Booth Id:
SOFT033
Category:
Systems Software
Year:
2024
Finalist Names:
Song, Eric (School: Yorktown High School)
Abstract:
Ransomware attacks render data unusable and demand a ransom in order to restore data integrity. These attacks cost billions of dollars every year at the individual, industrial, and national security levels. As ransomware poses a big threat to computer systems today, research in the field is active. However, there is greater emphasis with regard to prevention, rather than incident response. Preventative systems, while effective, can be bypassed by attackers, given enough time. Incident response aims to address this issue by mitigating attacks as they happen.
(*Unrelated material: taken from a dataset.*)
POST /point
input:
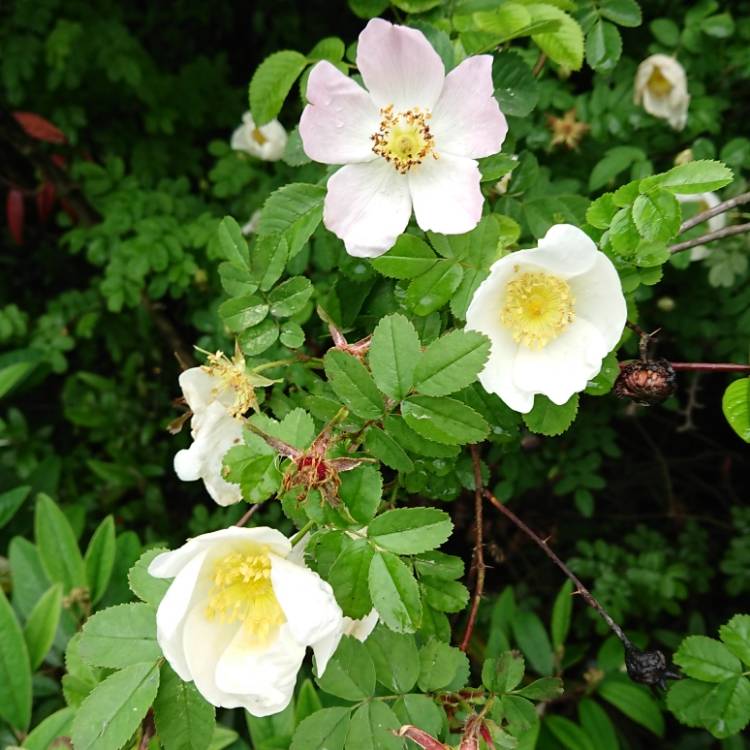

Key extraction can be used for incident response when dealing with ransomware. By intercepting the ransomware's encryption key, restoring data can be done without payment of ransom. Random forest models were constructed to test the feasibility of using machine learning in combination with this technology, due to the time-sensitive nature of key extraction. To do so, a large dataset comprised of 30,000 samples was developed by testing binaries and outputting behavioral data. Afterwards, 100 random forest models were built with different random states to test the efficacy of random forests. The models demonstrate that machine learning can be incorporated into the system with a better detection rate than the previous proof-of-concept (99.3% versus 66.7%). Additionally, the efficiency of the random forest is viable for use with key extraction. In the future, this integration can be further developed to become more optimized and have better capability in defeating advanced ransomware. Additionally, different models can be used to analyze their advantages over the random forest in ransomware detection.